If certification is not an absolute prerequisite to employment or licensure in your field, is it still potentially valuable? My opinion is yes. Applicants who possess a voluntary or optional certification may favorably distinguish themselves from other candidates. Employers know that certification usually involves training, studying, and subjecting one’s self to rigorous testing. Thus, an employer may view voluntary certification not just as a mark of competency, but as a demonstration of self-initiative and dedication to the field.
Your Coworkers May Not be Overly Supportive
Especially if certification in your field is completely voluntary and not required for a higher-level position or more pay, don’t be surprised if you get some ribbing from coworkers. Unfortunately, some people, for whatever reason, cannot stand to see others take the initiative to improve themselves or attempt to advance their careers.
Early in my own career, I decided to pursue a nationally-recognized but voluntary certification in my field. Because the credential was not required for my job, receiving it did not mean any increase in wages. I had to pay for the study materials and testing fee out of my own pocket. As the certification test took four to six hours to complete and was held on the other side of the state, I had to drive there and stay overnight in a hotel. Again, all at my own expense.
At this point, none of my coworkers was certified or even considering it. I recall some chiding me as to why I would bother to “waste my time and money” to pursue a “useless” certification? What was I trying to prove? My answer was simple. Certification is just a personal goal I set for myself, and if the day ever came when it was needed or required, I would already have it.

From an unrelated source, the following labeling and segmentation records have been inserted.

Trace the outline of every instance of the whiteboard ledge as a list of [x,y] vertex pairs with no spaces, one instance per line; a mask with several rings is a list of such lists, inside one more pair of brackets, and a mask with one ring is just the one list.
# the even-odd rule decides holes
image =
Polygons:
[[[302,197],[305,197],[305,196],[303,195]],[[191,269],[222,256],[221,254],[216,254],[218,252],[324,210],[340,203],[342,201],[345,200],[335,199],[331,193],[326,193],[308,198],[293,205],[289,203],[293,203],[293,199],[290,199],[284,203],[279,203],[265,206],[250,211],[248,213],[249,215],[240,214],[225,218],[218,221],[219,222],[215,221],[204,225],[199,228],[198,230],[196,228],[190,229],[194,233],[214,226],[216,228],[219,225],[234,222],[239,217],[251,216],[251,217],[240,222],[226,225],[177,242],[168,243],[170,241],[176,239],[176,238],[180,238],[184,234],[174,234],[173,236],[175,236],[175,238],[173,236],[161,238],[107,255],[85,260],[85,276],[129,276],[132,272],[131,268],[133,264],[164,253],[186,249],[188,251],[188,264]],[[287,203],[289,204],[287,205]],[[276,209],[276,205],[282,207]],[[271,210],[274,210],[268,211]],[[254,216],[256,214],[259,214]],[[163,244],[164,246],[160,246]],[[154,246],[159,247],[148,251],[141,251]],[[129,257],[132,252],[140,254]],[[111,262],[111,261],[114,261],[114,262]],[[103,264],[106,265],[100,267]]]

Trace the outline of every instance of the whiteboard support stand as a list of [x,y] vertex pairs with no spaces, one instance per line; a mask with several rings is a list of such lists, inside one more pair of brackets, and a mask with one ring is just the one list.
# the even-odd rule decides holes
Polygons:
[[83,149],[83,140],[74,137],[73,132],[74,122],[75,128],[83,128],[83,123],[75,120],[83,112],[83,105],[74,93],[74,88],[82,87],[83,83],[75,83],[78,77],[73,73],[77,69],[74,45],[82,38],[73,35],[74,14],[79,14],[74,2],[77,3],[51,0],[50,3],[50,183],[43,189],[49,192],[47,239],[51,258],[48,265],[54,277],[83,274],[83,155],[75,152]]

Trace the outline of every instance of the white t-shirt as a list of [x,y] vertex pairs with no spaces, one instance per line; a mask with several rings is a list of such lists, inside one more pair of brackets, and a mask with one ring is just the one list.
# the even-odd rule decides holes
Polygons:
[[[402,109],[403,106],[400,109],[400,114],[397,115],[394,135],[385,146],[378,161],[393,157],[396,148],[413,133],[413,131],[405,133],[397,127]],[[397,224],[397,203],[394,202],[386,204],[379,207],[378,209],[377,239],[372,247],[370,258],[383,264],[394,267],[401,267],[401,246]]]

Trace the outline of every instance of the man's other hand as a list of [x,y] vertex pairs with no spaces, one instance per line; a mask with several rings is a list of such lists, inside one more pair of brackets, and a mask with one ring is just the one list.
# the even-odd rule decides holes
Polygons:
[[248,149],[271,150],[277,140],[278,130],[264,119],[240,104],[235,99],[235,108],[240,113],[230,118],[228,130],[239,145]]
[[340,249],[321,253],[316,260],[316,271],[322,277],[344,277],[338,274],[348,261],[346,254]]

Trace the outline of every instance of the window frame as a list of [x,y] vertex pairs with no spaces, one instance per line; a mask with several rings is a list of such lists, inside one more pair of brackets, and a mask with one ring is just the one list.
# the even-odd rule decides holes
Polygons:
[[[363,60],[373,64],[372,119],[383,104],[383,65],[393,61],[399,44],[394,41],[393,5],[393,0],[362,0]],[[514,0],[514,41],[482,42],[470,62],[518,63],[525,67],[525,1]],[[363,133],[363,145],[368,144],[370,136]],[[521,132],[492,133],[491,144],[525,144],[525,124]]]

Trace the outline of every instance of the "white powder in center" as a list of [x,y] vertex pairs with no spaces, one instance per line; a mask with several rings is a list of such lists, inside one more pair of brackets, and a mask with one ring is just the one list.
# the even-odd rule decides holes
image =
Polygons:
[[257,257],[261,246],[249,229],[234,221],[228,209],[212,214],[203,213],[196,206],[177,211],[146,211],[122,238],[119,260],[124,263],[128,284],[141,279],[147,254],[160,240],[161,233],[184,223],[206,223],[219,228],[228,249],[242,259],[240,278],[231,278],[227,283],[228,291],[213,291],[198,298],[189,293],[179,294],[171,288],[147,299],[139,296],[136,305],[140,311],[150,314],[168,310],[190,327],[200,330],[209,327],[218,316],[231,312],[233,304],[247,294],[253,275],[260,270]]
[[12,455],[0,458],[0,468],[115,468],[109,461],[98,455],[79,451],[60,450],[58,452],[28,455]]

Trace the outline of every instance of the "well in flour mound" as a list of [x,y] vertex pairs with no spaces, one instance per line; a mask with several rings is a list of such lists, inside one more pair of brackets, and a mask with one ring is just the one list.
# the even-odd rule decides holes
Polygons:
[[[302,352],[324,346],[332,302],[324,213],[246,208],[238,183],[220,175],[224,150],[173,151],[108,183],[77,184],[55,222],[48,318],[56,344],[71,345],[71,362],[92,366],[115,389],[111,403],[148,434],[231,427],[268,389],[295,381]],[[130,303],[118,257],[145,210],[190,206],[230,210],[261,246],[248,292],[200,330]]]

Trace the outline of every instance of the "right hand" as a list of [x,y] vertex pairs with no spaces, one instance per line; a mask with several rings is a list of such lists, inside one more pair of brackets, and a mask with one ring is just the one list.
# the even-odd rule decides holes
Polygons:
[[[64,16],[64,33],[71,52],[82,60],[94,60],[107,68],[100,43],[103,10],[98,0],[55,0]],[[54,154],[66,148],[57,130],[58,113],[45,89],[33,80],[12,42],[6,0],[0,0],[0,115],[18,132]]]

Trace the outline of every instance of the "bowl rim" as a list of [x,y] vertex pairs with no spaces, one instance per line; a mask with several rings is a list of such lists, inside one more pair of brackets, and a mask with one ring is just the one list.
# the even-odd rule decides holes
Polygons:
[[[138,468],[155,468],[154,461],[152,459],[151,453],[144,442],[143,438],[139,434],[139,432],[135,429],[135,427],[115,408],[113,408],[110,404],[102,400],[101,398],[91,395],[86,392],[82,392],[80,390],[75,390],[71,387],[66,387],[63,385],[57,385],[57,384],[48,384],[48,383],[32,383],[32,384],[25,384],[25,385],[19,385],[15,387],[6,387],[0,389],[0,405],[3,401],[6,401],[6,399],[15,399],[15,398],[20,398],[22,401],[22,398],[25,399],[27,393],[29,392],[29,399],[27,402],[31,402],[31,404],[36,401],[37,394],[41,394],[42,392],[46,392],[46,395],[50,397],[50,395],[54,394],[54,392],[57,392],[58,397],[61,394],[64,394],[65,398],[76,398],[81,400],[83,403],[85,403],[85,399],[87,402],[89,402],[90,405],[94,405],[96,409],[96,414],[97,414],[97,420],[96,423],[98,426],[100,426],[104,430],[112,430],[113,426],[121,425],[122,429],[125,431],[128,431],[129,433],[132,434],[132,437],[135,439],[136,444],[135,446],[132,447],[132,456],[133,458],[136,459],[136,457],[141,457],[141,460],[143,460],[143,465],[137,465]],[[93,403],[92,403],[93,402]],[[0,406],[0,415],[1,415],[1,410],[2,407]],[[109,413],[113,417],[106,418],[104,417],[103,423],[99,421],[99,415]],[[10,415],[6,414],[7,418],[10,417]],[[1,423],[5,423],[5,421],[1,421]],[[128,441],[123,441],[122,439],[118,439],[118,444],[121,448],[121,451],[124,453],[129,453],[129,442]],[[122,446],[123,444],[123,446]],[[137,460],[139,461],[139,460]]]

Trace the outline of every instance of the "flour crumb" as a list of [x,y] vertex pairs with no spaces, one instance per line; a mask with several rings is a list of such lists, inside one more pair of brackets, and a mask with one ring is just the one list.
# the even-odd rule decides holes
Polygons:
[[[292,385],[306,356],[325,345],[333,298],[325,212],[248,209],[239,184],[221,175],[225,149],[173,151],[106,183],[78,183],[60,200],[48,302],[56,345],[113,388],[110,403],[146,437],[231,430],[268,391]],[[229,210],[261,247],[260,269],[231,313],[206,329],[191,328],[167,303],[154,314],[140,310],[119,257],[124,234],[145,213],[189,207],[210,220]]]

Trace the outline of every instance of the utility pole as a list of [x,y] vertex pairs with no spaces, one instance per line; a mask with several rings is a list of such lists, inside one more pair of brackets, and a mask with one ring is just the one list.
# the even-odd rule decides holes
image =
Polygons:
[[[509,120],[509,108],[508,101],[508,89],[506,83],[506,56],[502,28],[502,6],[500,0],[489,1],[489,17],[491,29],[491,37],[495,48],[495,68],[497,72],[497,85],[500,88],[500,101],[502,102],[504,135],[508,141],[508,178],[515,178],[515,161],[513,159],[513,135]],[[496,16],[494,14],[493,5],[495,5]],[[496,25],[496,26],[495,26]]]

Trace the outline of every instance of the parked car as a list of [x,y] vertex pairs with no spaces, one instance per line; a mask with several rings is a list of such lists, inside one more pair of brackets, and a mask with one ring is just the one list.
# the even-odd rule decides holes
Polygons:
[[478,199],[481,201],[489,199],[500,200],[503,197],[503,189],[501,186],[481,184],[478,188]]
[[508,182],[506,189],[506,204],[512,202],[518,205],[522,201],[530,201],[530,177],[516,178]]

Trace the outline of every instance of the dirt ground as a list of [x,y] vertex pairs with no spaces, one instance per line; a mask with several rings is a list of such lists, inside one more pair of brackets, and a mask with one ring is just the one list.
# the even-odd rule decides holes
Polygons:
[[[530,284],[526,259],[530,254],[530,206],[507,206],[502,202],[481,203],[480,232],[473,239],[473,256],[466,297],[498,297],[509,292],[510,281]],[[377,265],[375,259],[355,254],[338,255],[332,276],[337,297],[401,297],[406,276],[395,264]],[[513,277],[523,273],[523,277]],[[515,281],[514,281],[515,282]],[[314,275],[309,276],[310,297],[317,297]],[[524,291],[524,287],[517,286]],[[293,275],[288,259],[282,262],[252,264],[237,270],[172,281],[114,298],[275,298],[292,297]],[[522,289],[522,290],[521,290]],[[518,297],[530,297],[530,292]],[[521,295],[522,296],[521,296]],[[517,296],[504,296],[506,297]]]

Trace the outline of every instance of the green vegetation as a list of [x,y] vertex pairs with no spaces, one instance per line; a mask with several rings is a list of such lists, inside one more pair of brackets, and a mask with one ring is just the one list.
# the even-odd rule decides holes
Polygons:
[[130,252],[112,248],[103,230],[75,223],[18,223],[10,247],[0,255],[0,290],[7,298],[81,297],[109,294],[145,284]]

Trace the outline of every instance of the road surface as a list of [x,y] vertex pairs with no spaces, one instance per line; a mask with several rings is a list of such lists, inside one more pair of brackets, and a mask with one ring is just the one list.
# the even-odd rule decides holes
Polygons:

Yes, I received my certification. As fate would have it several years later, many employers around the country, including my own, viewed this certification as desirable for new applicants and even required it for some higher-level, higher-paying positions.
Don’t ever let others deter you from taking steps now to enhance your desirability as a job candidate or advance your career. You may not need a particular credential today, but if someday you do, you’ll be ready when the opportunity arises.
A Radical Viewpoint on This Topic
For balance, here’s a somewhat extreme viewpoint you may hear. Some argue that many licensure or certification requirements are unnecessary burdens placed on both workers and employers alike. They contend that such mandates are merely self-serving efforts by those already working in the field to drive up wages and limit access to certain careers by newcomers, something especially detrimental to those with limited financial means.
I will not examine the validity of those views here. For our purposes, the entire debate has no relevance. Why? Because unless the existing licensure and certification situation changes, things “are what they are” for now. Who knows? Such requirements may never change, especially since in some cases government action would be required. Thus, if a certain credential is applicable in your field as of today, then you need to act accordingly now.
Does your career field have such credentials? Would having one or more make you a more desirable job applicant to prospective employers? Would a particular credential enable you to be promoted or advance in your career? If so, set credential goals for yourself and begin pursuing them today! Good luck!